Every once in a while, the four or five Lumière-simple stories swarming around the camera will come together: a three-year-old stands naked in the street and pees, gets washed in a bucket outside, runs (still naked) to join a basketball game in the background, and eventually is retreived by his foster mother. With the open doorways and windows in the hot atmosphere, and the movie’s own real-time experimentation, places and times all seem to merge together throughout; as in Touch of Evil, Foster Child constantly seems to be crossing borders, but unlike Welles’s camera, Mendoza’s is a shambling, sloppy one, lost in the world and totally at peace going wherever, total termite artlessness, which I guess adds to the verité vibe at the expense of form.

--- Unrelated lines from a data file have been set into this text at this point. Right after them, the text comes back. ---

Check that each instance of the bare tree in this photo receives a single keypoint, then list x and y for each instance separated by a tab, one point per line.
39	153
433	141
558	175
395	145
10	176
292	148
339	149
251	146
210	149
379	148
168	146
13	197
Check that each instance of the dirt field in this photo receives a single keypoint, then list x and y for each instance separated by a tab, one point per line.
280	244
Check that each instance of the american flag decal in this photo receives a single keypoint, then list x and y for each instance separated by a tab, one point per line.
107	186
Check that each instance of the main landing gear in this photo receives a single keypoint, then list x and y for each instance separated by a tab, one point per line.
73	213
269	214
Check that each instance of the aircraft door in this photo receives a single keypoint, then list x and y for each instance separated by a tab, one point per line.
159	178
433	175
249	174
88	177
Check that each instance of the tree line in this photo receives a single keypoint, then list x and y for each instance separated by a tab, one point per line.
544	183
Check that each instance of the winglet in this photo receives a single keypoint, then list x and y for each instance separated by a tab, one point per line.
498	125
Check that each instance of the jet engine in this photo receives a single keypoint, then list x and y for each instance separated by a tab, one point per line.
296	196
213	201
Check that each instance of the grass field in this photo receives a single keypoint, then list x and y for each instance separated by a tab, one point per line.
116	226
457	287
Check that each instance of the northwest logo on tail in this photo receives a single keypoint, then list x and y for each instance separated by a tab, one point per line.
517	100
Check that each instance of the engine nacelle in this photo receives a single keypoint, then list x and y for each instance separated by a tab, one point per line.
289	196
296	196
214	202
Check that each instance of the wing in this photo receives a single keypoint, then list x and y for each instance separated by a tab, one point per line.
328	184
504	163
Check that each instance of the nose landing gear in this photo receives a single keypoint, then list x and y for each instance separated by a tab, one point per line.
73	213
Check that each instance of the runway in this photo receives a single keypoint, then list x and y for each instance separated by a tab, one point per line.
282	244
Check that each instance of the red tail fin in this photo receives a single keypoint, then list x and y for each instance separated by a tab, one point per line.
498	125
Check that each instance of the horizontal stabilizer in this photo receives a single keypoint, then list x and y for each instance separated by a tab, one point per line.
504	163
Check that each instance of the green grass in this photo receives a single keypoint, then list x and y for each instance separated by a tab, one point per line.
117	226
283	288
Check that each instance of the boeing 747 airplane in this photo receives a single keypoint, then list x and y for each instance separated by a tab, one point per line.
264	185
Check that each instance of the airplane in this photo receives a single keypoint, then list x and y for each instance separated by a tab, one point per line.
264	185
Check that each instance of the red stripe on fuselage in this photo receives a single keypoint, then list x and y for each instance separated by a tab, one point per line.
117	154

Or for those Romantic, Foster Child, with all its kids, has something of a child’s raw perspective, moving about in worlds not quite realized or distilled; the lack of privacy so key to its all-inclusiveness, potentially Kafkaesque, is instead completely Edenic, as people piss and eat and raise children together. The ending expounds the point. After an hour-and-a-half of the camera and characters running every which way, the self-effacing foster mother (a non-character given a perfect non-performance by a cringing, Hyena-like Picache) enters a grand marble hotel to offer up her foster kid to a well-intentioned American couple who pass her money and tell her to be in touch via other people. As Picache fumbles with the shower in a failed attempt to clean the boy after he urinates over his new family, and she searches desperately in the hotel suite for a toilet, leaving the door open as she goes, the film turns out to have a message after all: about that which is organic and that which is institutionalized. All this civilization and order and sense, says Foster Child, so that men can piss in dignity.